Organized closely with the artist—including the digitization of a sprawling archive and conversations with Jenkins and his collaborators—the exhibition encompasses a broad range of over twenty videos and more than sixty works in all that showcase his collaborations, mural paintings, photography, and performances, highlighting the scope of the artist’s practice.
Among the many video works included in the exhibition is Mass of Images (1978), an innovative video art piece considered one of the first works in the genre by a Black artist. In it, Jenkins critiques the media’s role in perpetuating racist and harmful images of Black people in the United States.
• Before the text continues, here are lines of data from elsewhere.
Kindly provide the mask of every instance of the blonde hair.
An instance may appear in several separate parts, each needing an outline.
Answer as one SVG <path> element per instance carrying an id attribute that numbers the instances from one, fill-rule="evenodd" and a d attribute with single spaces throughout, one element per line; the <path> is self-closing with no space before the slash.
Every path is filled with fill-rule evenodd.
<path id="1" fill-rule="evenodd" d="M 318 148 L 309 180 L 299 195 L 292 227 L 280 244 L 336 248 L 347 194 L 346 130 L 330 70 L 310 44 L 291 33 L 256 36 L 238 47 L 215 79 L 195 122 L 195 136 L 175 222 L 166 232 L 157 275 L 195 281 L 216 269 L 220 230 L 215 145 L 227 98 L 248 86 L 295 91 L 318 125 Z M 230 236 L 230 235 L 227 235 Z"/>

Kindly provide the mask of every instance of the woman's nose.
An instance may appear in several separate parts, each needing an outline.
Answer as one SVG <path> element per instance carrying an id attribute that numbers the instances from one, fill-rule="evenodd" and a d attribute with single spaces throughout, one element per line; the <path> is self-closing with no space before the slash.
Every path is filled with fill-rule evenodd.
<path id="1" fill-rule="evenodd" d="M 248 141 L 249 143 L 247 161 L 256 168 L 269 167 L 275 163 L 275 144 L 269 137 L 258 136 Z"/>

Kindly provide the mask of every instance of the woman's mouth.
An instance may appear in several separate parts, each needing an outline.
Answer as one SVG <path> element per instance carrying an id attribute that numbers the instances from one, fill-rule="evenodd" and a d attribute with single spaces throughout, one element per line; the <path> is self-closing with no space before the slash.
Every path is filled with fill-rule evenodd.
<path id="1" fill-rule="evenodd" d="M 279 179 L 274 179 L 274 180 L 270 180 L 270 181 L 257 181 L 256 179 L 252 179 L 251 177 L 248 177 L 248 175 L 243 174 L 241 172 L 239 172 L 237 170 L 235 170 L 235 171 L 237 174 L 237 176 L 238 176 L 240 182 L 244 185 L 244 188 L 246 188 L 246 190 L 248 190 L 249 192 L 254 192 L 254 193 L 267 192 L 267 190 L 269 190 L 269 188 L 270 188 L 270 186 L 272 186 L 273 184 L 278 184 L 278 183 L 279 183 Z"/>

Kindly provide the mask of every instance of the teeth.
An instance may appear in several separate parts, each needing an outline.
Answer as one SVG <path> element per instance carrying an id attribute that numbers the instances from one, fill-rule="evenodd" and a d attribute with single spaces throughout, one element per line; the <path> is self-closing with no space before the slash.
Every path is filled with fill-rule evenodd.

Like other works in the exhibition, it is grounded in the issues that remain at the heart of contemporary conversations about inequality and environmental devastation amplified by unchecked capitalism, governmental oppression, and systemic racism’s impact on Black cultural production.
Though many emerging Black video artists who came of age in the 1990s and early 2000s cite Jenkins as a major influence, Jenkins’s groundbreaking and prescient work is only now being revisited by scholars, curators, and a wider range of artists. Particularly relevant today is the political and social commentary embedded in Jenkins’s work, such as his interrogations of Black stereotypes in the American entertainment industry in Mass of Images (1978) and Two-Zone Transfer (1979) or calls to protect the rights of indigenous groups and champion environmental conservation in Bay Window (1991).